The history of the Alcazar goes back to 712, but it became a palace like the one we see today in the 12th century. Luckily, some of the original ornate and colorful Islamic art and architectural aspects were kept intact and added to even once it was claimed by the Catholic kings of Spain in the 13th century.
When planning to visit, it is advised to pre-book your tickets to this architectural work of art so that you are guaranteed entry. However, you are able to wait in line for entry as well – although it may take quite a while to get in or you may not be able to if it is too busy. We arrived an hour before opening to secure a good spot in line and limit the waiting time. Going early also allows you to have more areas to yourself prior to tour groups showing up.
You will want to plan multiple hours to take in the various intricately designed rooms, artwork, and gardens of the Royal Alcazar. And be sure to have plenty of open space on your camera! Afterward, there are many places nearby in the city center to rest your feet and enjoy some tapas. A short walk away is also the Plaza de España, which is worth a visit as well.
Explored by Brooke & Buddy from TrailingAway
Itallica is located 15 minutes from Seville in Santiponce, Spain. Italica was once home to the 5th largest Roman amphitheater in the Empire. Italica grew up in central Spain as a settlement for soldiers who were at war with Hannibal as he made his way towards Rome. It is a large site that will take a few hours to explore.
The amphitheater at Italica held 25,000 spectators during its time. They cheered, and they geared the gladiatorial games. Included in these spectators were the Roman Emperors Trajan, Hadrian, and Theodosius, who were born in Italica.
As of late, the Italica amphitheater has come back into focus thanks to the part it played in Game of Thrones. Italica was the setting for the meeting between John Snow, Queen Cersei, and the Mother of Dragons. It also features in the last episode of Game Of Thrones when Bran was made King of the six kingdoms.
Italica is one of the best things to see in Seville. The easiest way to access Italica is to catch a taxi from Seville; it is only 9 kilometers away. Alternatively, you can catch a bus that drops you out of the front of Italica. The bus back to Seville can be quite infrequent. The entry price is only 2 euros.
Explored by Mark of Wyld Family Travel
#35. Barcelona City Beach
Barcelona is one of the most popular tourist spots in Spain, and while it has plenty of architectural wonders – the city beaches here are also landmarks of Spain.

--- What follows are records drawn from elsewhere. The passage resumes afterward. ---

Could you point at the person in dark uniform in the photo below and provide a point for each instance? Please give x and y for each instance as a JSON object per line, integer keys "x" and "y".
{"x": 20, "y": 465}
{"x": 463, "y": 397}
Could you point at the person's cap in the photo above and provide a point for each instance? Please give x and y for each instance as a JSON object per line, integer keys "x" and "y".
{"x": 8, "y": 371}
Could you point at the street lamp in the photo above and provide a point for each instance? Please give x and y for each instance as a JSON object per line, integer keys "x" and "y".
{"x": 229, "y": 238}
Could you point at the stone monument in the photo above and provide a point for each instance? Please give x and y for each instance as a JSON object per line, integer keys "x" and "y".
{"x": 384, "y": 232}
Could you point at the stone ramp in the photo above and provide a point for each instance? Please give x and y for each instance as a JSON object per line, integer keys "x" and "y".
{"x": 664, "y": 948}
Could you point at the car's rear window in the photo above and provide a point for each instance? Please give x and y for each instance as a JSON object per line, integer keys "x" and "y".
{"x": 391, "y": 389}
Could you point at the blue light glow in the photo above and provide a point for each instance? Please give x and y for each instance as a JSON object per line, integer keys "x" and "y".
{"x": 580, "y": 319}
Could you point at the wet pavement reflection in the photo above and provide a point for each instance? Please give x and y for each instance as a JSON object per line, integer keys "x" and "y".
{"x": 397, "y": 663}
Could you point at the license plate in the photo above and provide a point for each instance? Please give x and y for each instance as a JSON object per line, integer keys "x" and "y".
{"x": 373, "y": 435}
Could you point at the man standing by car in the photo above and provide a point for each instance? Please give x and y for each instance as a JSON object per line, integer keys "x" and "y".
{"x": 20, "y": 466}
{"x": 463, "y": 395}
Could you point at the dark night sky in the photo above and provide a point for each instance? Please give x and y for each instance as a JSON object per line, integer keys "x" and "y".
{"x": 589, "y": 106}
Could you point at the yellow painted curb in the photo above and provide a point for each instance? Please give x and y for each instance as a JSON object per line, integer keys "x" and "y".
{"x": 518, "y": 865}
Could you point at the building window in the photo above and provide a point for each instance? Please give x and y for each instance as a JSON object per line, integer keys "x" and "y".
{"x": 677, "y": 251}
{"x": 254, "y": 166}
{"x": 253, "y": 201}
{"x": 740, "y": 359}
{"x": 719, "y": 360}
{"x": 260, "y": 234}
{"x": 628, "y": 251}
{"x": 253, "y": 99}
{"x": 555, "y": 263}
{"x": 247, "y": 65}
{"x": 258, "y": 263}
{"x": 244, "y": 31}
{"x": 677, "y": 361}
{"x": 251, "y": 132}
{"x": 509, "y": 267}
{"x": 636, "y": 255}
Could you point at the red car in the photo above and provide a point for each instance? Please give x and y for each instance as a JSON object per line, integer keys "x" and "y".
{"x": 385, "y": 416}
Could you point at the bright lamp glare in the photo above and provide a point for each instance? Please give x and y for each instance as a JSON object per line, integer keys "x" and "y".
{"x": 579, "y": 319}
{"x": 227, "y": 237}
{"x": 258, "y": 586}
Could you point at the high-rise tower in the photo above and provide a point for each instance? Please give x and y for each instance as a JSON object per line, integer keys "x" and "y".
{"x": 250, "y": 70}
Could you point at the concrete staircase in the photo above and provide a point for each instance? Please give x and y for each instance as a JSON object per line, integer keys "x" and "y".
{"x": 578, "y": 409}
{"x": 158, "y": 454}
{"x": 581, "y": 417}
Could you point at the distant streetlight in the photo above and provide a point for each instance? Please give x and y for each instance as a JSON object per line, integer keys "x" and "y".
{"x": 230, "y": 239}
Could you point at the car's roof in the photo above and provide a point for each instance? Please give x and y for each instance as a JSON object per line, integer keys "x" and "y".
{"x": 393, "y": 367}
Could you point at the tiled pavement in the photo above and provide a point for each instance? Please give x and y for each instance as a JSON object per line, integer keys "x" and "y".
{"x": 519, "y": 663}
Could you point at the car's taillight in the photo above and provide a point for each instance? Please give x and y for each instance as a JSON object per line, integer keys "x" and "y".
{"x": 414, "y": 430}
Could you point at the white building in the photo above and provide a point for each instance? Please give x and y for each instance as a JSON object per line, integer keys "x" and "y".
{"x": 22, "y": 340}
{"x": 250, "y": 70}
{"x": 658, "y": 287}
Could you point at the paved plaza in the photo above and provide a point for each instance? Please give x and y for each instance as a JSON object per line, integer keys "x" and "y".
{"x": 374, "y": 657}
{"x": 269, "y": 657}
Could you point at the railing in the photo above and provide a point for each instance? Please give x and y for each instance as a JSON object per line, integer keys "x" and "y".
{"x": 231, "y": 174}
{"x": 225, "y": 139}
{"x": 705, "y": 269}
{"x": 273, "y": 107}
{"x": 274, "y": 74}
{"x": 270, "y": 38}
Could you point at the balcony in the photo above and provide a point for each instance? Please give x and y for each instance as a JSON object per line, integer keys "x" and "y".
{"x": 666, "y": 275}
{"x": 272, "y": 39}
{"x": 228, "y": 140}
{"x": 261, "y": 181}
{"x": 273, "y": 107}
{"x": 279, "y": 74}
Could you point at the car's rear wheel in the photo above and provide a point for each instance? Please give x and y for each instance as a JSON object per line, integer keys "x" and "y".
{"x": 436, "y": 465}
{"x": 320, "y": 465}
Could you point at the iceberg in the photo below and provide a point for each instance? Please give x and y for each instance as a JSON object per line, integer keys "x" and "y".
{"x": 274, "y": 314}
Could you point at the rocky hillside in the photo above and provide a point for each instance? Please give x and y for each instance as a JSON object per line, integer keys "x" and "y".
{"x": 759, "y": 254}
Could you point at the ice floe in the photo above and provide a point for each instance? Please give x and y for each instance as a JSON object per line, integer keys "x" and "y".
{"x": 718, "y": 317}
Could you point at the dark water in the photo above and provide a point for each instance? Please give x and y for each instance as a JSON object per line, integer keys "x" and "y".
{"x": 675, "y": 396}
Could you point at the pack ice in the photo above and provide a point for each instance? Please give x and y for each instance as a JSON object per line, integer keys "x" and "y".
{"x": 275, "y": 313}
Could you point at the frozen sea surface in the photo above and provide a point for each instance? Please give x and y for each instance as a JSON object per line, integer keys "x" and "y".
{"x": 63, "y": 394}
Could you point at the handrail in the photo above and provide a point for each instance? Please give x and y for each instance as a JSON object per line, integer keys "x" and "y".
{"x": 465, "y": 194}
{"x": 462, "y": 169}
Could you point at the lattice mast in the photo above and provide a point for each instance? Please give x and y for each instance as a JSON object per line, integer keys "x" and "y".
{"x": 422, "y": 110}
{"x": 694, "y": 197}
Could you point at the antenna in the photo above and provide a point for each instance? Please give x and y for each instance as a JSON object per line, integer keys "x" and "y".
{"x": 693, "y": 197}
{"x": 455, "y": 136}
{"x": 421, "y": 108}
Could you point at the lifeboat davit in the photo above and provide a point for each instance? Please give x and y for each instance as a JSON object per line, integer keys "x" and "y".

Barcelona flaunts several gorgeous beach locations with something for everyone, from those looking to unwind and uncompress, to those looking for dining, swimming, and sports. There is even a gay beach in Barcelona.
La Barceloneta beach is typically Barcelona’s busiest and touristy stretch of sand – being located closest to the city core, while the expansive Nova Icaria beach is one of the most peaceful. There are countless choices, and you can’t go wrong with any of them. Even if you don’t feel like getting covered in sand, you can have a stunning view of this Spanish landmark from the W Barcelona rooftop bar (or your room/infinity pool if you are lucky enough to be staying here).